Je souhaite attirer l’attention de l’Assemblée nationale sur l’absence de prévisibilité des délais administratifs, qui place les citoyens, entreprises et familles dans une incertitude permanente, incompatible avec une société moderne et un État de droit.
Aujourd’hui, pour de nombreuses démarches essentielles (titres de séjour, prestations sociales, autorisations administratives, immatriculations, dossiers fiscaux ou sociaux), les usagers se voient opposer des statuts vagues tels que « en cours d’instruction » ou « à l’étude », sans aucune date de réponse engageante.

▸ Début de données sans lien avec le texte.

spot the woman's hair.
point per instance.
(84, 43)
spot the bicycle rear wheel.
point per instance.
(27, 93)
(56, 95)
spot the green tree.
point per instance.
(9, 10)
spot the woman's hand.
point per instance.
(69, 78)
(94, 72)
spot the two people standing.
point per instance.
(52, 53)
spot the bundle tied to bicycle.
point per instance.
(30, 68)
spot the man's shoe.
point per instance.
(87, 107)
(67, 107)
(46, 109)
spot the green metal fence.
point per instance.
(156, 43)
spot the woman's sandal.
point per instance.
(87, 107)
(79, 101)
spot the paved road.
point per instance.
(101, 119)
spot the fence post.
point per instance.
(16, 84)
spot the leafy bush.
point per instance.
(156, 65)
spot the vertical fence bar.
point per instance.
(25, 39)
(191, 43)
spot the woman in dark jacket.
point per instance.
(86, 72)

Cette absence de délai clair empêche :
de prendre des décisions professionnelles ou familiales,
d’anticiper des engagements financiers,
de gérer une entreprise ou un emploi,
de sécuriser une situation juridique.
Constat
Un État peut exiger des citoyens qu’ils respectent des délais stricts.

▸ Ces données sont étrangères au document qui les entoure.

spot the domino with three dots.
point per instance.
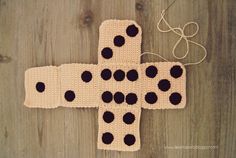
(119, 86)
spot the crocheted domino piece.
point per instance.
(119, 85)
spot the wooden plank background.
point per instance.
(53, 32)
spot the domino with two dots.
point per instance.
(119, 86)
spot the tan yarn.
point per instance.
(118, 122)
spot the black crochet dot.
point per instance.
(119, 97)
(86, 76)
(151, 97)
(175, 98)
(107, 96)
(40, 87)
(106, 74)
(132, 30)
(132, 75)
(69, 95)
(151, 71)
(176, 71)
(107, 53)
(107, 138)
(119, 41)
(131, 98)
(108, 116)
(129, 139)
(164, 85)
(119, 75)
(128, 118)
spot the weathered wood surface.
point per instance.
(42, 32)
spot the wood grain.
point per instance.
(42, 32)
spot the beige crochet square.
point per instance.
(119, 128)
(119, 42)
(42, 87)
(163, 85)
(79, 85)
(120, 85)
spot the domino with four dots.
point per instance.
(119, 86)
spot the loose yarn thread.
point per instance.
(182, 36)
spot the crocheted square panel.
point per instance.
(119, 85)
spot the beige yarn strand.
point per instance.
(182, 36)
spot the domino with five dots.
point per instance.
(119, 86)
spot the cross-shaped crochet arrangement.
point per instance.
(119, 85)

Il est donc légitime que l’administration soit soumise à la même exigence de clarté et de prévisibilité.
L’absence de date de réponse :
transfère tout le risque sur l’usager,
encourage l’inaction administrative,
fragilise la confiance dans les institutions.
Demande
Je demande la mise en place d’un droit opposable à une date de réponse administrative, impliquant que :
Toute démarche administrative affiche une date maximale de réponse ferme et engageante.

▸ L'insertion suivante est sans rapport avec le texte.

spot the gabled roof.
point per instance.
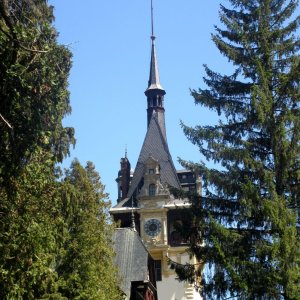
(131, 258)
(155, 145)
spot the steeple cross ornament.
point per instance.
(152, 26)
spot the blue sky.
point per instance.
(110, 42)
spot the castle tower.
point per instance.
(156, 211)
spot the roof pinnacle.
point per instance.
(154, 82)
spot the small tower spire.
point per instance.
(132, 216)
(152, 26)
(154, 92)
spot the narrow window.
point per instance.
(152, 190)
(154, 101)
(157, 266)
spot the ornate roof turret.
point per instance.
(154, 92)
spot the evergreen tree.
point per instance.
(244, 225)
(33, 101)
(86, 263)
(34, 70)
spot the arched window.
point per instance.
(154, 101)
(159, 101)
(152, 190)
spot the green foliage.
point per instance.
(248, 213)
(55, 235)
(86, 263)
(34, 70)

Cette date soit connue dès le dépôt du dossier complet.
En cas de dépassement, un mécanisme automatique soit déclenché (prolongation de droits, acceptation tacite, escalade hiérarchique).
Conclusion
Sans date de réponse garantie, il n’existe pas de véritable sécurité juridique.
La prévisibilité des délais est une condition essentielle d’un État efficace, responsable et respectueux de ses citoyens.